O cargo de escrevente foi seu segundo emprego. Aos 20 anos, Mary passou no concurso do Fórum, em 5º lugar, logo após se formar no Ensino Médio e de ter passado em um concurso na área da Saúde. “Queria trabalhar para custear minha faculdade. Se hoje é difícil imagine naquela época, há 30 anos”, conta. Hoje, ela afirma que 90% dos cargos de chefia nas Varas do Fórum são ocupadas por mulheres. “Isso foi ocorrendo aos poucos, mas quando entrei, a maioria dos chefes eram homens, já que as indicações eram feitas por juízes e existia uma preferência pelo sexo masculino em cargos de nomeação”, afirma.

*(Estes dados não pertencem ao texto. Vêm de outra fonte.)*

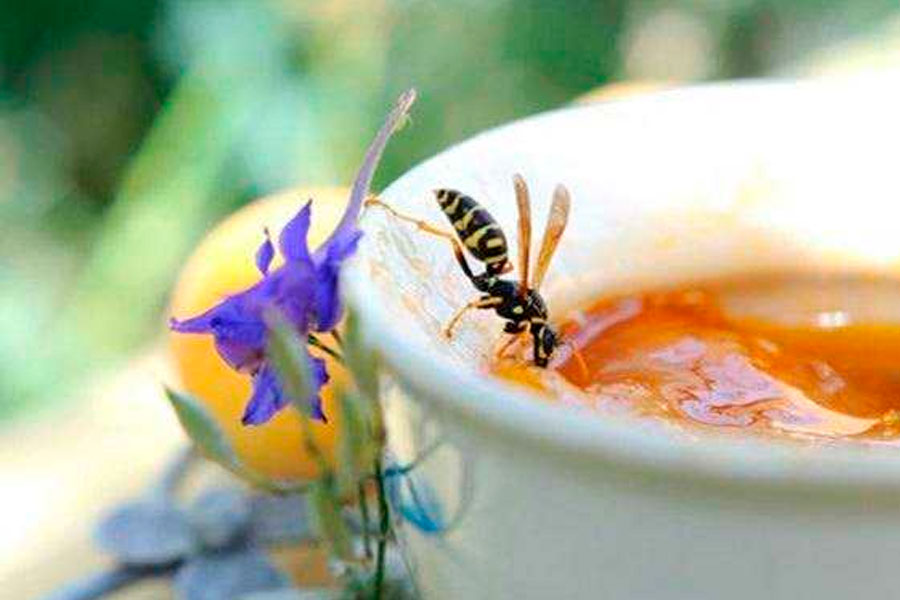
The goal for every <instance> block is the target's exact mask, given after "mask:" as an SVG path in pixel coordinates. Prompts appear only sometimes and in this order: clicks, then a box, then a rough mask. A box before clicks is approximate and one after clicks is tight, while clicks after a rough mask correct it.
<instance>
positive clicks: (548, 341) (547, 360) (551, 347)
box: [531, 325, 560, 367]
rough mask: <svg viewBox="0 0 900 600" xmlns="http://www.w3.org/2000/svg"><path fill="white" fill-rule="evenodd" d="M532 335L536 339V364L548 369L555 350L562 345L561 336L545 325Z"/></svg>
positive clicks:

A coordenadora destaca os desafios em liderar a equipe. “Por trabalhar aqui há muitos anos e conquistar aos poucos o meu espaço, os funcionários mais antigos já me conhecem e minha equipe é excepcional, mas quem vem de fora eu ainda percebo uma certa dificuldade. Antes eu não entendia por que as pessoas tinham tanta dificuldade em me enxergar como chefe, mesmo sentando em uma mesa estratégica e que já foi ocupada por outras mulheres. Conversando com a minha família e lendo profundamente sobre o assunto, percebi que se tratava de um racismo discreto, as pessoas entravam na sala e procuravam a chefe, elas não me enxergavam. Isso gera uma revolta, mas aprendi a lidar e a vencer essas batalhas na vida”, afirma.

No geral, Mary conta que nem sempre o preconceito é masculino. “As mulheres também têm dificuldade de ser chefiadas por outras mulheres. Muitas não concordam que a mulher faça a mesma coisa que o homem e isso é num comportamento geral. Você sendo mulher, não tem como dizer que em algum momento da sua vida não sofreu algum tipo de preconceito de gênero principalmente em certas posições que as pessoas ainda teimam em enxergar como masculina e em cargos de liderança”, disse.

Para a coordenadora, conquistar um cargo de liderança ainda não é visto com normalidade. “Ainda enfrentamos uma barreira da concessão, de alguém ter facilitado essa vaga, por isso temos que enaltecer essas vitórias. E já foi muito pior. Minha filha de 14 anos já enxerga muita coisa com normalidade, mas eu sempre digo à ela que não foi sempre assim. Hoje estamos colhendo frutos de muitas pessoas que brigaram, lutaram, sofreram, choraram e morreram para conquistar”, destaca.

Sobre a tripla jornada, Mary faz uma reflexão. “Não deveríamos incorporar todas essas responsabilidades, mas acabamos exigindo isso de nós mesmas. É a culpa cristã. Trabalhamos, cuidamos da casa, dos filhos, vamos ao mercado, trabalhamos por telefone enquanto organizamos a casa, ajudamos com a lição dos filhos. Damos conta de tudo, mas a que preço? Ficamos mais cansadas, mais irritadas e nos sentimos culpadas de não conseguir conciliar tudo. É um preço que não deveríamos pagar. Que nossa luta por igualdade continue e que não haja tanta cobrança de nós mesmas por nem sempre dar conta de tudo”, afirma.